From Rhett Butler’s sharp-witted response to Scarlett O’Hara’s plea, to Steve McQueen’s motorcycle leaping over Nazi soldiers, the Golden Age of Hollywood produced some of the most iconic images captured on film. It was a time when Marilyn Monroe and Katherine Hepburn’s names covered marquees across the country. And in a popular theater along 95th Street, residents of Southland came to see their favorites on the big screen.
Built in 1942 as one of several cinemas owned by the Lucas Theater Corporation, the Coral Theatre quickly became one of Oak Lawn’s most popular weekend destinations. Prior to Coral’s construction, the nearest venue was in distant Beverly, making a trip to see the latest flick impractical for those without a car. With an admission price of 22 cents for adults and 11 cents for children, the theater’s sole ticket booth was constantly swamped with movie-goers, eager to catch their favorite Tarzan serial.
To help their theater appeal to the widest audience, the Coral’s managers switched features at least three times each week. Abbott and Costello comedies, adventure pictures, and epics such as Spartacus entertained Oak Lawn residents. Young female ushers, clad in white blouses and blue slacks, escorted patrons to their seats while keeping an eye out for rowdy teenagers.
Virginia Ascroft Pote, speaking to reporters from the Oak Lawn Reporter in 1984, recalled her numerous responsibilities during her short time as an usher. One of their chief duties was to break up cozy couples hiding in the back rows.
“How could you actually stop your friends from necking in aisle number three?” Pote remembered asking herself daily as she would interrupt a first date.
When polite requests and glances over the shoulder were not enough, dour-faced manager Mr. Knapp would be called in. Coughing loudly and constantly jingling his keys, the lovebirds were quickly dissuaded from further public displays of affection. Despite the rowdiness of some young patrons, the Coral Theatre remained a popular destination for movie enthusiasts of all ages. Only a bike ride away from downtown, the posh cinema began to show its age by the 1960’s, after almost two decades of constant use.

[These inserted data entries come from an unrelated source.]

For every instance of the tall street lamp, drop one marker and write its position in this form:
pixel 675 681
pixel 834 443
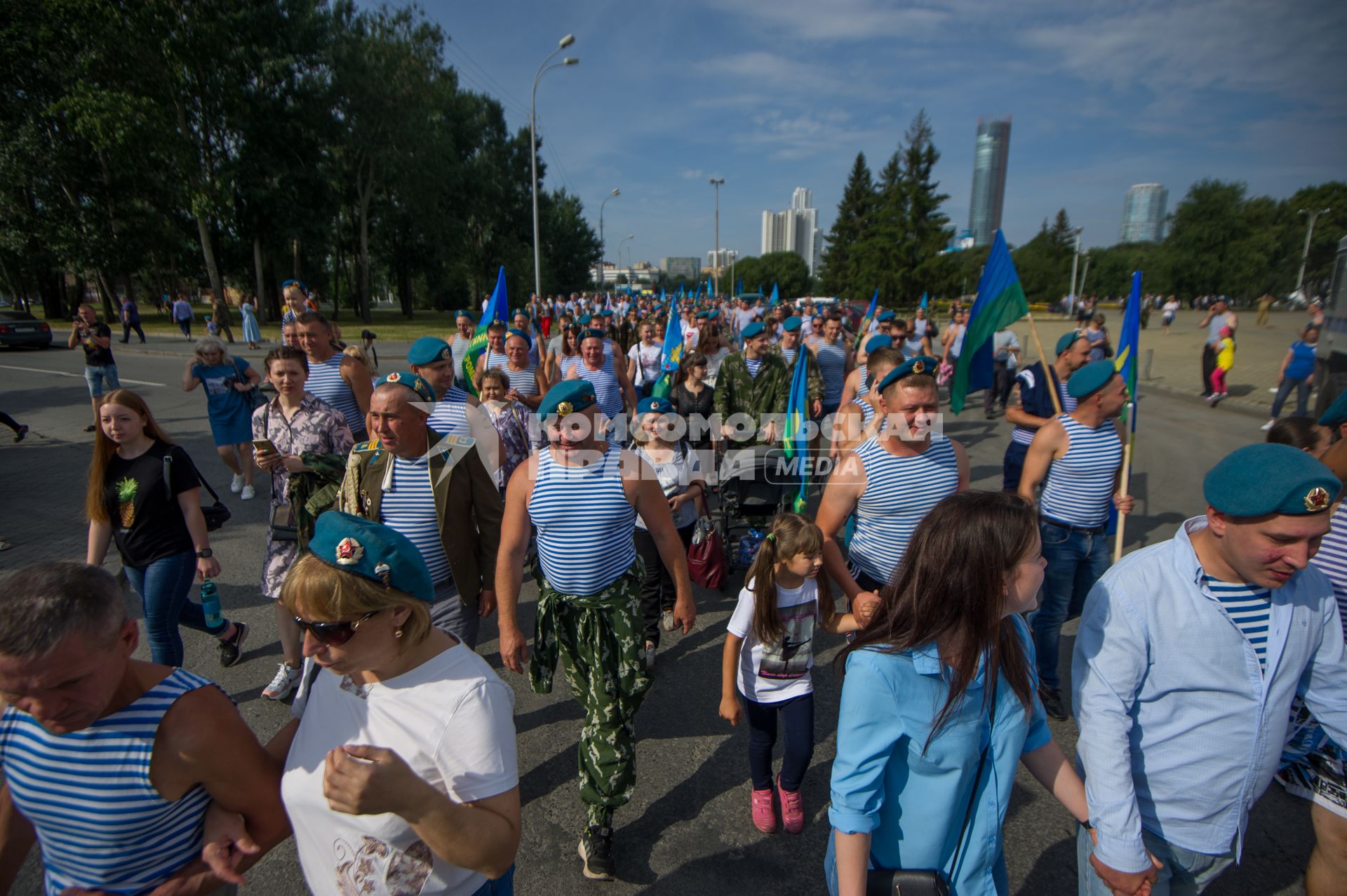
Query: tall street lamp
pixel 532 136
pixel 717 182
pixel 1304 255
pixel 598 281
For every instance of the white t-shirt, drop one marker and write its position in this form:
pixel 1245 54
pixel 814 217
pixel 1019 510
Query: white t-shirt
pixel 450 720
pixel 776 673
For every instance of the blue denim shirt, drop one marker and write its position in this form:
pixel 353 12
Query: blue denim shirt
pixel 1180 730
pixel 911 803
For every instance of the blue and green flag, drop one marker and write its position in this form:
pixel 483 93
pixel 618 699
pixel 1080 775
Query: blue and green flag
pixel 998 305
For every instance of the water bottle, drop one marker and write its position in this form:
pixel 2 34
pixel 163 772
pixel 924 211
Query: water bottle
pixel 210 603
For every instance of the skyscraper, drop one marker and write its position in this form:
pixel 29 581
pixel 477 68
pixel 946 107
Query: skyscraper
pixel 989 180
pixel 1144 213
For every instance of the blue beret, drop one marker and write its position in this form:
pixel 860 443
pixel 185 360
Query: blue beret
pixel 1265 479
pixel 920 364
pixel 370 550
pixel 654 406
pixel 429 349
pixel 1090 379
pixel 1336 413
pixel 1067 340
pixel 566 398
pixel 413 382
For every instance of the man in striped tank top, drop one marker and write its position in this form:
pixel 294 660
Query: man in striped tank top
pixel 80 729
pixel 1078 458
pixel 584 496
pixel 1188 658
pixel 434 490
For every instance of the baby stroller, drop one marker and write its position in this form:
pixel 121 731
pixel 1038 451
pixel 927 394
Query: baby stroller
pixel 756 484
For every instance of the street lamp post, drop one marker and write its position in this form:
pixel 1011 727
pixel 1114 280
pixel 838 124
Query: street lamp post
pixel 598 281
pixel 1304 255
pixel 532 136
pixel 717 182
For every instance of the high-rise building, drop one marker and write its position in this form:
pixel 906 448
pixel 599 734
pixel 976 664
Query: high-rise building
pixel 989 180
pixel 796 229
pixel 1144 213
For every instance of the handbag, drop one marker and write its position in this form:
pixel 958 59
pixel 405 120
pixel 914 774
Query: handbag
pixel 706 556
pixel 899 881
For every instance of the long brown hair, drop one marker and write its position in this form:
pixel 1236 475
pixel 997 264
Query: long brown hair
pixel 105 449
pixel 960 606
pixel 791 535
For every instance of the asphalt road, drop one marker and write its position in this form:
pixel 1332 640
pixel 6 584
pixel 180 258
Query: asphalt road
pixel 688 829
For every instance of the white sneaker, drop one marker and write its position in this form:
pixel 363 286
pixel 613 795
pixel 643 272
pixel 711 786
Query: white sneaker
pixel 283 683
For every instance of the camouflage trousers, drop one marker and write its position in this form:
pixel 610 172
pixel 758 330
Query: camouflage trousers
pixel 598 642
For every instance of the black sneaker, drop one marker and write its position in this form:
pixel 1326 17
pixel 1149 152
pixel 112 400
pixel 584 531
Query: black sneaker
pixel 231 650
pixel 597 853
pixel 1051 698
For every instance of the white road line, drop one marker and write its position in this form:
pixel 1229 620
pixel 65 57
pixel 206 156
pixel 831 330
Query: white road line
pixel 79 376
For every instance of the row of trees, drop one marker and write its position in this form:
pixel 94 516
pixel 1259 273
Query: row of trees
pixel 175 145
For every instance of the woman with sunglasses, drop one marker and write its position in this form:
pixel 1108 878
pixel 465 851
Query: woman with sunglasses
pixel 401 767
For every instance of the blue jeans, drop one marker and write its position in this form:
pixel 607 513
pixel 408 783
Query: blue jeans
pixel 163 588
pixel 1075 562
pixel 1186 872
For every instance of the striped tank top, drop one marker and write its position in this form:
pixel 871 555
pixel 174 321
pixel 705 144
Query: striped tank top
pixel 585 523
pixel 899 492
pixel 831 359
pixel 100 822
pixel 1079 486
pixel 325 382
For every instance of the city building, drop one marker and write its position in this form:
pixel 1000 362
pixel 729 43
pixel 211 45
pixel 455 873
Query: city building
pixel 1144 213
pixel 989 180
pixel 796 229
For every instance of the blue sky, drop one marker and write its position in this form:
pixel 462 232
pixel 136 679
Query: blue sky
pixel 772 95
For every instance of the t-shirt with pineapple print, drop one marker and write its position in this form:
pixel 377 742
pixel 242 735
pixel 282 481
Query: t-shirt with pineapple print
pixel 147 522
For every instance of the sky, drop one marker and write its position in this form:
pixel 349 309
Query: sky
pixel 772 95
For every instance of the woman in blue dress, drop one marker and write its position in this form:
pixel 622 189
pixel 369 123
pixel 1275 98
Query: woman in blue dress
pixel 229 385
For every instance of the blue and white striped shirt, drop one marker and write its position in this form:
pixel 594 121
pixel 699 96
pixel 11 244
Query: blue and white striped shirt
pixel 585 523
pixel 899 493
pixel 408 506
pixel 325 382
pixel 1080 483
pixel 99 820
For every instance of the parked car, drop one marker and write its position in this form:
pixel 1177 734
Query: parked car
pixel 20 328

After an extensive renovation, the new and improved Coral reopened in August 1963. Featuring a cutting-edge “hands-free” voice box at the ticket window, a pair of booth operators sat behind thick glass, protected from the elements. And as patrons were guided through the lobby to their respective screens, they marveled at the colorful Polynesian murals and collages. Sparing no expense, the Coral’s managers contracted artist Martin Ziegner to paint the theater’s unique façade.
The Coral’s grand re-opening pamphlet boasted that the art was “a real change of atmosphere, spacious, graceful, bright and natural, accenting all the calm and freshness of a far away land”.
Further setting itself apart from today’s mega-plexes, the Coral featured a fireplace lounge, where customers could relax with a cup of coffee between movies. On cool, summer evenings, the tasteful outdoor patio would be the perfect place to catch a bit of fresh air as you waited for your children to get out from their favorite Disney picture. And all the while, smartly-dressed managers in three-piece suits tended to each customer’s needs with attentive service.
When the infamous Oak Lawn Tornado struck the community in April 1967, Assistant Manager Robert Kehe went above and beyond his duties, allowing fleeing cars to seek refuge in the Coral’s parking lot. An amateur broadcaster, Kehe braved the torrential downpour and fierce winds armed with only a tape recorder. of the tornado still sends shivers down the spine.
Even after surviving a cataclysmic storm, the Coral was not immune to the changing retail landscape of Southland. By the early 1980’s, the theater’s prime location along 95th Street made it one of the most desirable pieces of real estate in town. Although village officials tried to develop a plan to modernize the Coral, the now-dilapidated structure failed to meet local building codes.
The discovery of sagging ceilings and rotted support beams forced the Betka Family, the Coral’s final owners, to close the theater for good in 1984. While some construction companies offered to remodel the cinema in time for Christmas 1985, the idea was ignored by village hall. Within the year, the village tore down the Coral and had begun construction on a high-end strip mall.
Although the Coral is gone, it has not been forgotten. The old theater harkened back to the days when Hollywood was a magical place, filled with damsels and heroes. And if you wanted to escape into a world of fantasy for a few hours, all you had to do was stroll a few blocks towards to Coral’s unmistakable flowing marquee.